EMAIL THIS PAGE TO A FRIEND

Biomacromolecules

Universal concept for the implementation of a single cleavable unit at tunable position in functional poly(ethylene glycol)s.


PMID 23256621

Abstract

Poly(ethylene glycol) (PEG) with acid-sensitive moieties gained attention particularly for various biomedical applications, such as the covalent attachment of PEG (PEGylation) to protein therapeutics, the synthesis of stealth liposomes, and polymeric carriers for low-molecular-weight drugs. Cleavable PEGs are favored over their inert analogues because of superior pharmacodynamic and/or pharmacokinetic properties of their formulations. However, synthetic routes to acetal-containing PEGs published up to date either require enormous efforts or result in ill-defined materials with a lack of control over the molecular weight. Herein, we describe a novel methodology to implement a single acetaldehyde acetal in well-defined (hetero)functional poly(ethylene glycol)s with total control over its position.

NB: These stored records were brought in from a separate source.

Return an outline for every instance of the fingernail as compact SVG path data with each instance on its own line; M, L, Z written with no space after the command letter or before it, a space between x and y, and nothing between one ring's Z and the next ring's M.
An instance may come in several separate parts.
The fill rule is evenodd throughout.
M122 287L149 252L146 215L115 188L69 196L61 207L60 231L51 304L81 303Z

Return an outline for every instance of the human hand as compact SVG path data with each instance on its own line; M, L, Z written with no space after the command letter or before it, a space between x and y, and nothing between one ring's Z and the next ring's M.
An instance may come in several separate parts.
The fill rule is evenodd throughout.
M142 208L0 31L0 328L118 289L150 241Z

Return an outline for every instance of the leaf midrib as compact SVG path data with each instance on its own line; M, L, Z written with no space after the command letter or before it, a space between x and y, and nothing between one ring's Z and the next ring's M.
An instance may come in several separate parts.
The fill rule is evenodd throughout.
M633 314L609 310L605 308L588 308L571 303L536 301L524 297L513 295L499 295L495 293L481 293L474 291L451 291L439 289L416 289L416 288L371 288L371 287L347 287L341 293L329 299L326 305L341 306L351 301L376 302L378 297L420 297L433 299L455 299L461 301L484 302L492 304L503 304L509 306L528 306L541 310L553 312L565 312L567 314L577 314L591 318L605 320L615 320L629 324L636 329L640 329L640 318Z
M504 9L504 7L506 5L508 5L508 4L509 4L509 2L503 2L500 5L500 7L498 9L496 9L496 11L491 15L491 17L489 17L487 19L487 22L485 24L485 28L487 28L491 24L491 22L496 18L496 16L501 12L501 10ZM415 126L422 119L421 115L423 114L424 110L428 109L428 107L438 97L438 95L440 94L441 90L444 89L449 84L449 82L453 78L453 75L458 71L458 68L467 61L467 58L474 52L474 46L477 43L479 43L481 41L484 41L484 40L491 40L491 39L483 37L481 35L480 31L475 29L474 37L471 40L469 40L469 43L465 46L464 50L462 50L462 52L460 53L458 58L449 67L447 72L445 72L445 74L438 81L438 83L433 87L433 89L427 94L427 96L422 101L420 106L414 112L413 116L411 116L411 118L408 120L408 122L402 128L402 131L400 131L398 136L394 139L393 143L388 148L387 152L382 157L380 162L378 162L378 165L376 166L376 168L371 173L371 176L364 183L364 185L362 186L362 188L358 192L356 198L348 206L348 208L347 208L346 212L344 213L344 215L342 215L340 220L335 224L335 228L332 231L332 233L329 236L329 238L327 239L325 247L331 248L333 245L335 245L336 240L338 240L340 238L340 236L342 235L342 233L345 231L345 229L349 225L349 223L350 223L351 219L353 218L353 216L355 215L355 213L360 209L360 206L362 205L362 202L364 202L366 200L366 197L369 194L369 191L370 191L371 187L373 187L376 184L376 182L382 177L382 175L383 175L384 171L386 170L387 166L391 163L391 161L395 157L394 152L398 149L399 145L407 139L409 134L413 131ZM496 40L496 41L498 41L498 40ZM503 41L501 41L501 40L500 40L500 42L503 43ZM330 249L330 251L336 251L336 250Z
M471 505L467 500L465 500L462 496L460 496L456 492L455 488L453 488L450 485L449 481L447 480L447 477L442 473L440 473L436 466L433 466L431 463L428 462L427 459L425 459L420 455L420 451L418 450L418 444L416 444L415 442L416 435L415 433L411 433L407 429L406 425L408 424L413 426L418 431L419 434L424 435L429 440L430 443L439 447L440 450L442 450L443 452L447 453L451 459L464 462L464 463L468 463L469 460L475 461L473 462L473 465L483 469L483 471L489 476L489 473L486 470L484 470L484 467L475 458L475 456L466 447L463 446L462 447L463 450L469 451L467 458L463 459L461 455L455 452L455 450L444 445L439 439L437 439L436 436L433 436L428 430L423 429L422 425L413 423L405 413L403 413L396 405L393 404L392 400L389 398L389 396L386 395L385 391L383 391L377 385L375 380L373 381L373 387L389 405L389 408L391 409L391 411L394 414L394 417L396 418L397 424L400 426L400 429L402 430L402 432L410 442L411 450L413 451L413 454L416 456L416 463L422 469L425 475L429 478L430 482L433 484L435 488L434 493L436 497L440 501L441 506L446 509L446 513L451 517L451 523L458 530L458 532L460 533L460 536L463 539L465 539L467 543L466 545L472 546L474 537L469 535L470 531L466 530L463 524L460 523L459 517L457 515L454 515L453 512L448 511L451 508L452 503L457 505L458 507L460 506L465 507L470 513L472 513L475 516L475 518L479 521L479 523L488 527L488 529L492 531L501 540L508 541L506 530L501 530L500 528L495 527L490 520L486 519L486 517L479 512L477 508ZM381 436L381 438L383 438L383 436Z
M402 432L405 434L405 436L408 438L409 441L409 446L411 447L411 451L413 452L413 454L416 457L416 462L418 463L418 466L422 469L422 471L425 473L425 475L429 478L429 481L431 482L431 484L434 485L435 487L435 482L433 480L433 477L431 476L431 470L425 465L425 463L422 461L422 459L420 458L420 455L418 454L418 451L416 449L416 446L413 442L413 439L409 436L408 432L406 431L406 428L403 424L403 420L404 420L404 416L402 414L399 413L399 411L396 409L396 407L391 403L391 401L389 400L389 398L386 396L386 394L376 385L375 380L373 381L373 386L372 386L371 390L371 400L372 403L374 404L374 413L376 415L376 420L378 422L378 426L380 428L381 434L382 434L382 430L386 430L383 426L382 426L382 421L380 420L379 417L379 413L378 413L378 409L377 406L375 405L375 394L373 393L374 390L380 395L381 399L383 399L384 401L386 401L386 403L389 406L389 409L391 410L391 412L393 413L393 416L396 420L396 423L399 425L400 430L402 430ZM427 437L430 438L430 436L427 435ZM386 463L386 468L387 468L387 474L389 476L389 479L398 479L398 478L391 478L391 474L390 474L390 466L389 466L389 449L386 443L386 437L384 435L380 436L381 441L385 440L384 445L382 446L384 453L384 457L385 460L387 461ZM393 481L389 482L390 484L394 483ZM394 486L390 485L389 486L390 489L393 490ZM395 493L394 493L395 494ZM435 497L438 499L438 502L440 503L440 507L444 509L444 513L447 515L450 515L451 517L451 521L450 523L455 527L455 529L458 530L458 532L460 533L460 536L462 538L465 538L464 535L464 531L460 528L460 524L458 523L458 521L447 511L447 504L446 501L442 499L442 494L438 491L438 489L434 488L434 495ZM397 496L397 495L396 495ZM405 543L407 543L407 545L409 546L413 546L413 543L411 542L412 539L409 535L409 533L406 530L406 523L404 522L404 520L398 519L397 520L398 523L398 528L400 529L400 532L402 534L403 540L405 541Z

To underline its general applicability, a diverse set of initiators for the anionic polymerization of ethylene oxide (cholesterol, dibenzylamino ethanol, and poly(ethylene glycol) monomethyl ether (mPEG)) was modified and used to synthesize the analogous labile PEGs. The polyether bearing the cleavable lipid had a degree of polymerization of 46, was amphiphilic and exhibited a critical micelle concentration of 4.20 mg·L(-1). From dibenzylamino ethanol, three heterofunctional PEGs with different molecular weights and labile amino termini were generated. The transformation of the amino functionality into the corresponding squaric acid ester amide demonstrated the accessibility of the cleavable functional group and activated the PEG for protein PEGylation, which was exemplarily shown by the attachment to bovine serum albumin (BSA). Furthermore, turning mPEG into a macroinitiator with a cleavable hydroxyl group granted access to a well-defined poly(ethylene glycol) derivative bearing a single cleavable moiety within its backbone. All the acetal-containing PEGs and PEG/protein conjugates were proven to degrade upon acidic treatment.